Another local mHealth project
Whilst in Adigudem, we visited the health centre where they are running another mHealth project – funded by the Clinton Foundation. It’s a very different system to ours, as it’s SMS based, any newly pregnant mothers are registered on the system (by a technician in the Health Centre), with basic information, such as name, location, LMP & EDD. Then when the EDD approaches the HEW receives an SMS to remind the woman to go to the Health Centre for delivery. The HEW needs to respond, using a code to inform the health centre that she has received the message and whether she has been able to contact the mother.

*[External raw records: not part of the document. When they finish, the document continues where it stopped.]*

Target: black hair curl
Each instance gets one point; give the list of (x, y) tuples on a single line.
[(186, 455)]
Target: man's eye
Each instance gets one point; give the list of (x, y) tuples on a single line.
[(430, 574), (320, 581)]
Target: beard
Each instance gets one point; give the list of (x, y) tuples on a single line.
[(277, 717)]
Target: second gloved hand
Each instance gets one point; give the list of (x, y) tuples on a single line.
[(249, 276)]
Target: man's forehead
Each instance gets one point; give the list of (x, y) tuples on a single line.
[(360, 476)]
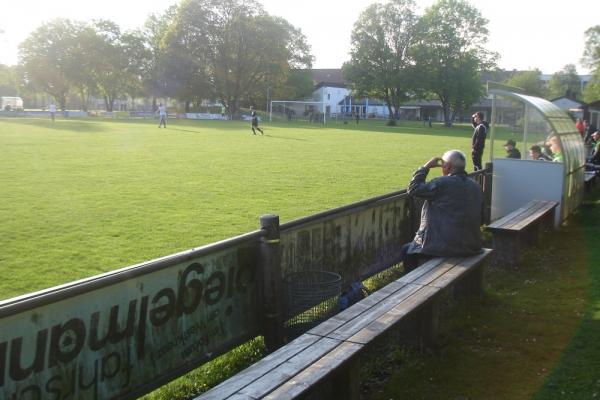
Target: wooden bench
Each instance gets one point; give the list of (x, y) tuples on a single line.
[(519, 229), (324, 361)]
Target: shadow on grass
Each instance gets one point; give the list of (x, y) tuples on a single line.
[(286, 138), (78, 126)]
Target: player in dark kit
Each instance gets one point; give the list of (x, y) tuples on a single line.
[(255, 123)]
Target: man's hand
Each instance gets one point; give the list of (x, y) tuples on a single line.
[(434, 162)]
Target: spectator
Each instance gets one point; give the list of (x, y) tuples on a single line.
[(162, 113), (535, 152), (52, 109), (255, 123), (595, 157), (451, 214), (478, 139), (555, 149), (511, 149), (580, 127)]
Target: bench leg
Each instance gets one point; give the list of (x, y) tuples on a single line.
[(471, 285), (429, 322), (345, 384), (507, 248), (420, 328)]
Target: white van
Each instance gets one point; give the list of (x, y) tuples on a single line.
[(11, 103)]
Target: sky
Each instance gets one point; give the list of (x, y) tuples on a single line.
[(526, 33)]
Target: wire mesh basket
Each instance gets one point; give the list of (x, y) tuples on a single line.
[(310, 298)]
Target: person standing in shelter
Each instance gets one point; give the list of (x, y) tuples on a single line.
[(580, 127), (511, 149), (535, 152), (589, 129), (555, 148), (255, 123), (478, 139), (52, 109), (451, 214), (162, 114)]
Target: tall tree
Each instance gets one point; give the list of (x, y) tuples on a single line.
[(565, 82), (8, 80), (451, 54), (46, 57), (235, 47), (116, 63), (380, 64), (591, 59), (154, 33), (529, 81)]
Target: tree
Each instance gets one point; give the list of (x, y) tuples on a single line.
[(591, 59), (154, 33), (565, 82), (451, 55), (46, 57), (380, 64), (234, 47), (8, 81), (529, 81), (117, 62)]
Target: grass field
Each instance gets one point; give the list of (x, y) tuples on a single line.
[(82, 197)]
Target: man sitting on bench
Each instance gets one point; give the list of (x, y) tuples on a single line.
[(451, 214)]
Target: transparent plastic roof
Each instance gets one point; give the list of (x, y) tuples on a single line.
[(530, 120)]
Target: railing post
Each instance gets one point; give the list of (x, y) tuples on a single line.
[(271, 290), (487, 193)]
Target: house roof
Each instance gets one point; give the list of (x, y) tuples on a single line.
[(348, 100), (329, 77)]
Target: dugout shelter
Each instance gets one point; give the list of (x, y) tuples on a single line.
[(530, 120)]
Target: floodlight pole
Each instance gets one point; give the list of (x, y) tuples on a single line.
[(525, 131), (493, 130)]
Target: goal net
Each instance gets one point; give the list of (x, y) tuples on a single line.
[(297, 111)]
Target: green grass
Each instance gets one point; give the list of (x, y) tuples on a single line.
[(576, 374), (82, 197), (506, 345)]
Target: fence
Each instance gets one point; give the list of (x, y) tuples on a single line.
[(124, 333)]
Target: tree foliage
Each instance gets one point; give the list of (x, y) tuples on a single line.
[(8, 80), (591, 59), (529, 81), (451, 54), (565, 82), (381, 65), (233, 50)]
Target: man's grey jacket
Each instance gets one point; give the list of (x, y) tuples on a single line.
[(451, 215)]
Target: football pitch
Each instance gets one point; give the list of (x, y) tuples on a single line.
[(82, 197)]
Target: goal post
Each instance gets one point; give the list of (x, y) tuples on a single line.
[(297, 110)]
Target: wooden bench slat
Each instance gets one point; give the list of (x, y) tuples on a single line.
[(316, 372), (422, 270), (531, 215), (389, 319), (514, 214), (277, 377), (333, 323), (356, 324), (543, 211), (440, 269), (521, 217), (295, 368), (260, 368), (459, 269)]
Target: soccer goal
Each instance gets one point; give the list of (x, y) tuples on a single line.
[(295, 110)]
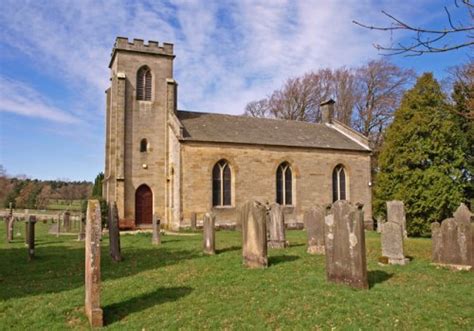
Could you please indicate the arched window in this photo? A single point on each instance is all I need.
(338, 183)
(144, 84)
(284, 184)
(221, 184)
(143, 145)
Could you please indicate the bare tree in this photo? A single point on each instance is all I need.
(379, 88)
(258, 108)
(462, 79)
(427, 40)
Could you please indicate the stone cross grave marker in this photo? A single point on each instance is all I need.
(276, 227)
(114, 233)
(253, 216)
(92, 270)
(209, 234)
(314, 223)
(345, 245)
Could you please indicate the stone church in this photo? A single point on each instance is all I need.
(171, 163)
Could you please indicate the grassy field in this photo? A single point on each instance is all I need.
(174, 286)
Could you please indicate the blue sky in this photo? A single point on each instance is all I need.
(54, 57)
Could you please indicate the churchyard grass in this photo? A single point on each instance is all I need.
(175, 285)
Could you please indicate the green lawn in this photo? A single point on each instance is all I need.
(174, 286)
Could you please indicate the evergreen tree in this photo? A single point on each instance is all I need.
(422, 161)
(97, 188)
(462, 96)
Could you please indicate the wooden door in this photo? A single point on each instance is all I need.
(143, 205)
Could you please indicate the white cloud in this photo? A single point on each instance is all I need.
(19, 98)
(228, 53)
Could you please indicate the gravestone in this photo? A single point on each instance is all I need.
(67, 222)
(396, 214)
(380, 223)
(7, 228)
(276, 227)
(114, 233)
(314, 223)
(453, 242)
(26, 228)
(209, 234)
(254, 234)
(345, 245)
(193, 221)
(92, 270)
(156, 237)
(82, 228)
(31, 237)
(58, 228)
(392, 243)
(11, 228)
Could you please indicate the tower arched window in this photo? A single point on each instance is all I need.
(144, 84)
(338, 183)
(143, 145)
(221, 184)
(284, 181)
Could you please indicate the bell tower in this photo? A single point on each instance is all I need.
(139, 100)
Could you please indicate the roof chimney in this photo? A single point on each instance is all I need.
(327, 111)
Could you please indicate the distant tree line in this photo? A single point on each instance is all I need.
(422, 137)
(28, 193)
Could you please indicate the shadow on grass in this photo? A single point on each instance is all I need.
(296, 245)
(61, 268)
(377, 276)
(117, 311)
(228, 249)
(272, 260)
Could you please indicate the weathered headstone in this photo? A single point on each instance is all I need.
(31, 237)
(314, 224)
(193, 221)
(82, 228)
(114, 233)
(392, 243)
(11, 228)
(345, 245)
(209, 234)
(92, 270)
(380, 223)
(453, 241)
(254, 234)
(276, 227)
(67, 222)
(7, 228)
(396, 214)
(156, 237)
(58, 228)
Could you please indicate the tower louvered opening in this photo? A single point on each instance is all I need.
(144, 84)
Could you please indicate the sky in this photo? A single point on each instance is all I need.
(54, 59)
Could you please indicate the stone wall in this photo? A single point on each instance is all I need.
(129, 121)
(254, 177)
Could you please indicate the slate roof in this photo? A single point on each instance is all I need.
(211, 127)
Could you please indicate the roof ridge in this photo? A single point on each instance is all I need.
(251, 117)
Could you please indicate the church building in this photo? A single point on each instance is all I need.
(172, 163)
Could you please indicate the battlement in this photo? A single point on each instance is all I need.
(139, 45)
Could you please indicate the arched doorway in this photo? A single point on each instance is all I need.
(143, 205)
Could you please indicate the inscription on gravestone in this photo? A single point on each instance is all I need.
(92, 270)
(345, 245)
(253, 216)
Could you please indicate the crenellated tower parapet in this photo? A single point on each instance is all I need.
(139, 45)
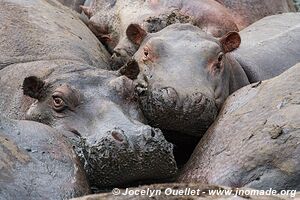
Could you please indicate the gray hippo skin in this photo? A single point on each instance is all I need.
(37, 162)
(64, 88)
(177, 188)
(109, 20)
(255, 142)
(99, 107)
(246, 12)
(185, 75)
(73, 4)
(45, 30)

Elearning Thin Client Labs
We visited the elearning lab at Ayder campus, but unfortunately it seems neither of the 2 labs we set up are currently functioning. The main issue is that with both of the servers the disks are full, so no-one can save any of their files, and no new user accounts can be created. Fixing this should be straightforward with help from the university ICT team.

EMRS System at Ayder
Ayder Referral Hospital, where the Health Sciences College is based has recently implemented an electronic medical records system, using the SmartCare system, which is also being used in Zambia. It has been implemented throughout the hospital, with over 100 medical staff having access to use the system. There is some more info regarding the SmartCare system on their website, although it’s a little unclear to me whether this system is open source or not, or how any new modules can be developed (maybe only the original developers can create new modules?). If anyone has more info on this, then please let me know and I can update this posting.

HEW Training
We visited the Nurse and HEW training college in Mekelle and met with the College Dean, and in Addis we met with Tedla from AMREF, who has been working with the HEAT programme for the last few years. Both these meetings have given us a lot more insight into how the HEAT upgrade programme for HEWs is now working, since it has recently changed from a blended/distance based course to centre-based. A couple of the HEWs who were working with us have now joined the college in Mekelle, where they’ll be for the next year for their HEAT training. So we’re interested to see if we can run a short talk to the rest of the classmates about the case management tools they were using.

In all the visit went very well, we’re really pleased with the progress being made and how much everyone seems to like the HEAT on mobile application.